Geometry is the key to Fontana’s work, and everything in the pictures functions two-dimensionally. He is fascinated by the line and its power to create or confound depth. Planes are flattened not only by the long focal length of Fontana’s lens, but also by his uncanny ability to maintain a very tight picture frame, cutting it just before the lines begin to point to a perspective. This keeps the picture angle acute and directed toward few essential shapes. Massive shadows often interpose as shapes and further disrupt any sense of depth.

Robert Delaunay wrote that “color alone is form and subject.” It seems that this was never more evident to Fontana than when he was in America.
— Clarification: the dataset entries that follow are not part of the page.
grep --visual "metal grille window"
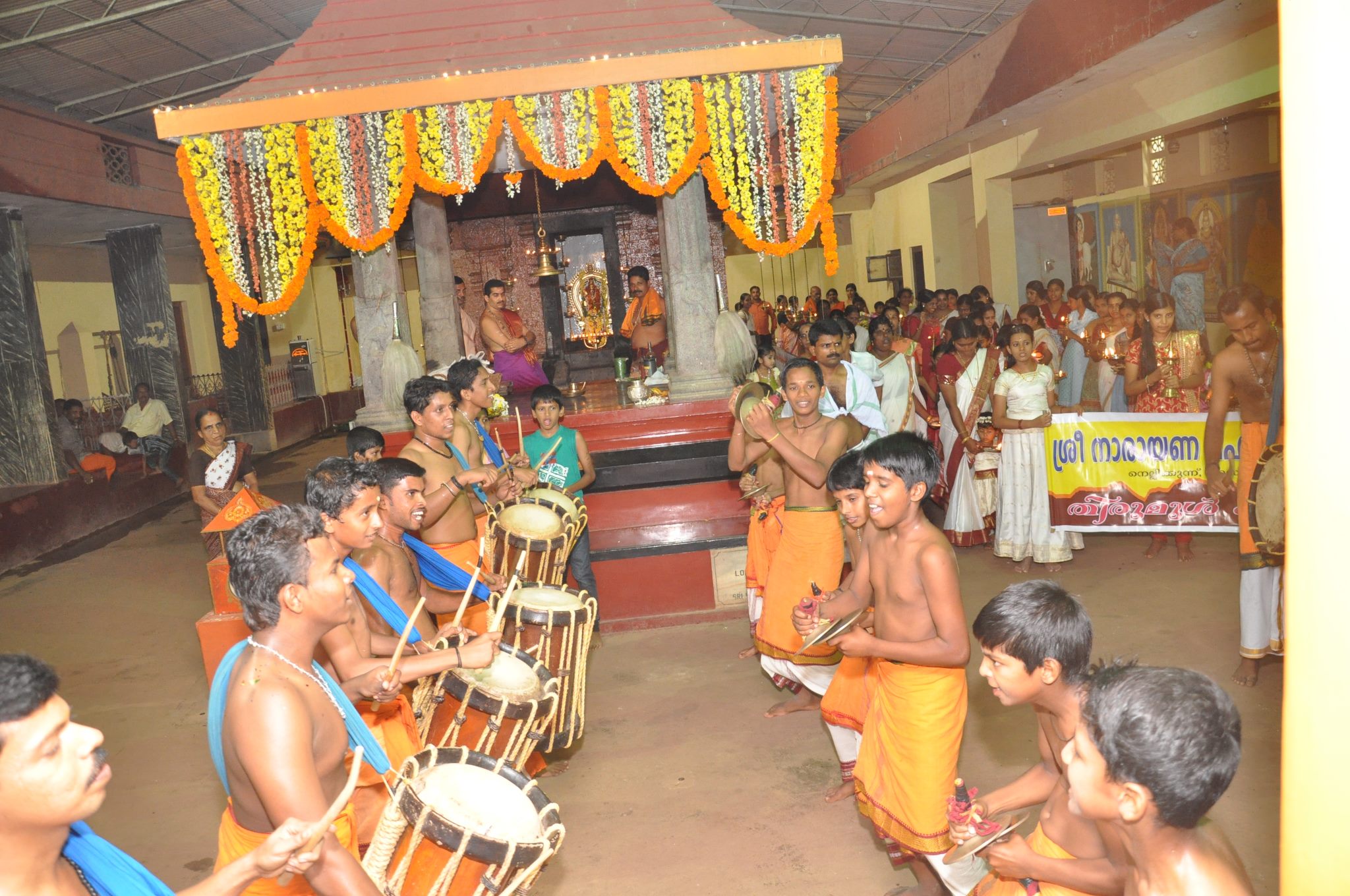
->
[99,143,136,186]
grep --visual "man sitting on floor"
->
[57,398,117,483]
[0,653,318,896]
[121,383,182,482]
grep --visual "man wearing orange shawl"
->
[1204,285,1284,687]
[618,264,671,367]
[728,358,848,718]
[794,432,984,896]
[478,279,548,394]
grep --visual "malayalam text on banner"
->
[1045,414,1242,532]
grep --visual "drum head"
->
[497,503,563,541]
[451,653,544,703]
[523,488,578,520]
[1247,445,1284,557]
[413,764,544,843]
[512,586,586,610]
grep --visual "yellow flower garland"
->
[178,66,838,345]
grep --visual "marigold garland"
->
[177,66,838,345]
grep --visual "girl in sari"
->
[188,408,258,560]
[1060,283,1096,408]
[1125,290,1204,560]
[993,324,1082,572]
[1016,304,1060,379]
[935,317,999,547]
[868,316,929,436]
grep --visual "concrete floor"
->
[0,440,1283,896]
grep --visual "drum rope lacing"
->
[362,748,566,896]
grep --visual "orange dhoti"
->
[755,507,844,695]
[345,694,423,845]
[426,540,487,633]
[853,659,966,856]
[1238,424,1284,660]
[745,495,783,637]
[974,824,1087,896]
[216,803,361,896]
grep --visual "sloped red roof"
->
[156,0,842,136]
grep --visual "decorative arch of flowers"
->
[178,66,838,347]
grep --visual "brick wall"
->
[450,205,726,348]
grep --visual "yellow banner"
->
[1045,414,1242,532]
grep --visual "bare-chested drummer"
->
[208,505,379,896]
[728,358,848,717]
[0,653,324,896]
[446,358,539,499]
[353,457,506,639]
[398,376,517,632]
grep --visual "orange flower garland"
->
[177,67,838,347]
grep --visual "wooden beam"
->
[156,36,844,139]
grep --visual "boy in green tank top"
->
[525,385,599,632]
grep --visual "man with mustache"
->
[799,317,885,451]
[0,653,318,896]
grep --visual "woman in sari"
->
[188,408,258,560]
[935,317,999,547]
[1163,217,1210,333]
[1016,304,1060,378]
[868,316,927,436]
[1059,283,1096,408]
[1125,290,1206,560]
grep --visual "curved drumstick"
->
[277,745,366,887]
[454,538,483,626]
[487,551,529,632]
[535,436,563,472]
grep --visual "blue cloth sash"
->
[474,420,505,467]
[61,822,173,896]
[208,638,390,793]
[445,441,491,505]
[341,557,421,644]
[403,534,491,600]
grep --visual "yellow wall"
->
[725,246,864,308]
[28,246,220,398]
[836,26,1280,307]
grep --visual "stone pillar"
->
[351,240,412,432]
[108,224,191,436]
[208,283,272,437]
[656,174,732,401]
[413,190,465,367]
[0,208,65,486]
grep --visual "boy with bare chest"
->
[952,580,1125,896]
[792,433,984,896]
[728,358,846,718]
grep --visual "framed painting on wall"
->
[1068,204,1101,287]
[1099,200,1142,298]
[1230,174,1284,310]
[1177,184,1233,321]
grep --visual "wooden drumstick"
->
[385,595,426,679]
[487,551,529,632]
[454,538,483,626]
[535,436,563,472]
[277,746,366,887]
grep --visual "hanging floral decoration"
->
[178,66,838,345]
[299,109,417,252]
[177,124,320,345]
[601,78,707,196]
[413,100,510,202]
[702,66,838,274]
[506,88,605,186]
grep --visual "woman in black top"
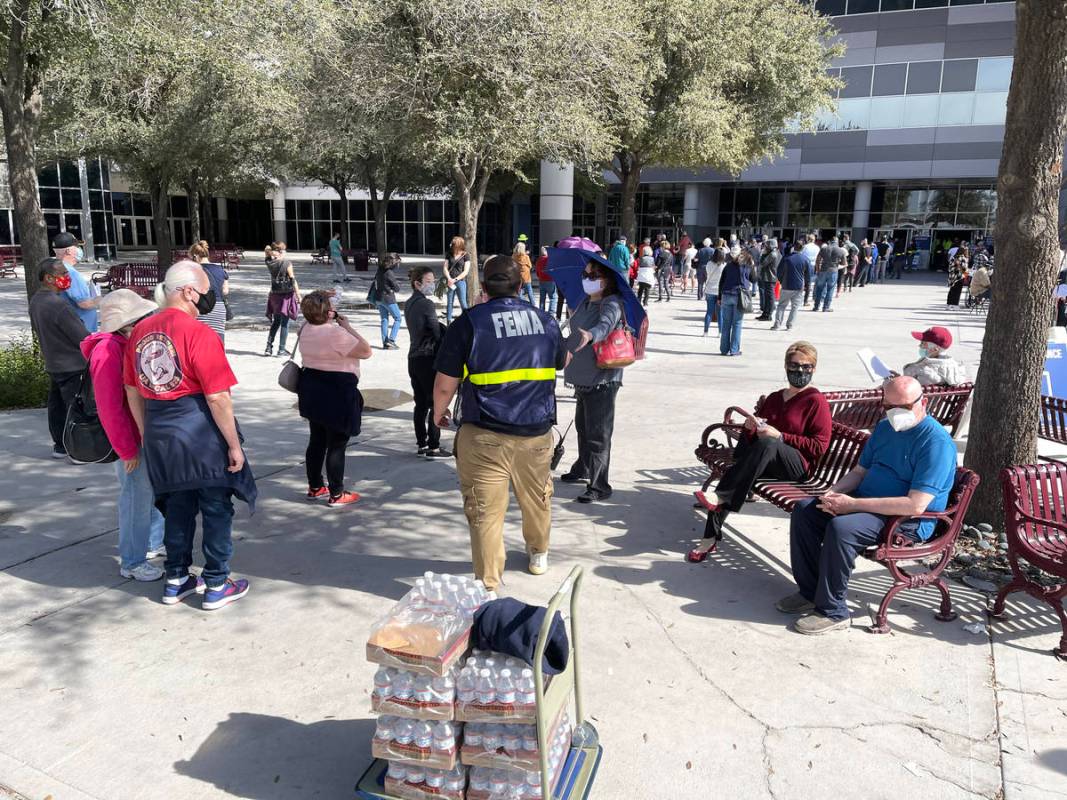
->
[375,253,400,350]
[403,267,451,459]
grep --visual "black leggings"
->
[304,420,349,497]
[408,355,441,450]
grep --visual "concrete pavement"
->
[0,262,1067,800]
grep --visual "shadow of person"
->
[174,713,375,800]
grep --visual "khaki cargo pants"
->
[455,425,553,590]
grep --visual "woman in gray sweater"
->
[560,261,626,502]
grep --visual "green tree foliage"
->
[608,0,843,240]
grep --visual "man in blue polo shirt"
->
[776,378,956,635]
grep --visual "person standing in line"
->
[81,289,163,581]
[755,239,782,322]
[263,245,300,355]
[770,239,808,331]
[297,289,373,508]
[123,261,257,611]
[534,247,556,314]
[30,258,89,459]
[655,239,674,303]
[559,260,626,503]
[433,256,564,591]
[52,230,100,333]
[441,236,471,324]
[403,267,448,459]
[719,247,754,355]
[189,240,229,345]
[511,242,534,305]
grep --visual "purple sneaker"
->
[203,578,249,611]
[163,575,206,606]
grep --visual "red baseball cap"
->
[911,325,952,350]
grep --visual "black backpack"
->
[63,365,118,464]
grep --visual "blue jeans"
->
[445,278,466,322]
[704,294,722,334]
[378,303,400,346]
[815,270,838,311]
[790,498,886,620]
[539,282,556,314]
[162,486,234,588]
[115,453,163,570]
[719,292,745,355]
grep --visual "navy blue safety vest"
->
[460,298,560,434]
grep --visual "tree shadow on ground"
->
[174,713,375,800]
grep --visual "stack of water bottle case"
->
[367,572,571,800]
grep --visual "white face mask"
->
[582,277,604,294]
[886,409,919,433]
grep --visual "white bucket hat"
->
[100,289,159,333]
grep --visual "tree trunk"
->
[148,177,173,267]
[965,0,1067,525]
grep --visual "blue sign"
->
[1041,341,1067,398]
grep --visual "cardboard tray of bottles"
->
[355,566,603,800]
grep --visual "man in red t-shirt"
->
[123,261,256,610]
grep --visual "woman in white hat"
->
[81,289,163,580]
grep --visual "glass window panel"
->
[60,161,81,189]
[973,92,1007,125]
[871,97,904,130]
[838,97,871,130]
[37,162,60,186]
[871,64,908,96]
[941,59,978,92]
[908,61,941,95]
[904,95,939,128]
[937,92,974,125]
[839,66,874,97]
[975,57,1014,92]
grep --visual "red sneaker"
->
[328,492,360,508]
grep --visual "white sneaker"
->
[529,553,548,575]
[118,563,163,580]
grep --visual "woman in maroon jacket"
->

Though he has always preferred rich, saturated tonalities (he uses no filters, but instead underexposes transparencies and then prints from an internegative), Fontana’s earlier Italian pictures are faded, timeworn compared to these American images. Against an indigo sky—recurrent in his photographs—he slaps the shocking-yellow brick storefront of a Brentano’s, or a loud fragment of a billboard. It is as if Fontana had shaken off the stultifying traditions of bel pittura and thrown himself into the mainstream of the American abstractionist experience.

The pictorial allusions one invariably detects in Fontana’s photographs—commendable as they are—raise a Crucial question regarding photography’s identity and autonomy. Does it not make more sense for photographers to work with the inherent capabilities of the camera rather than try to camouflage them? The medium draws its particular strength, its magic by coming to terms with the physical world. Fontana still occasionally ignores this, and the results are photographs that stand for little more than imitations of painting. When he does achieve a balance between abstraction and representation, the images have an effect that is uniquely photographic.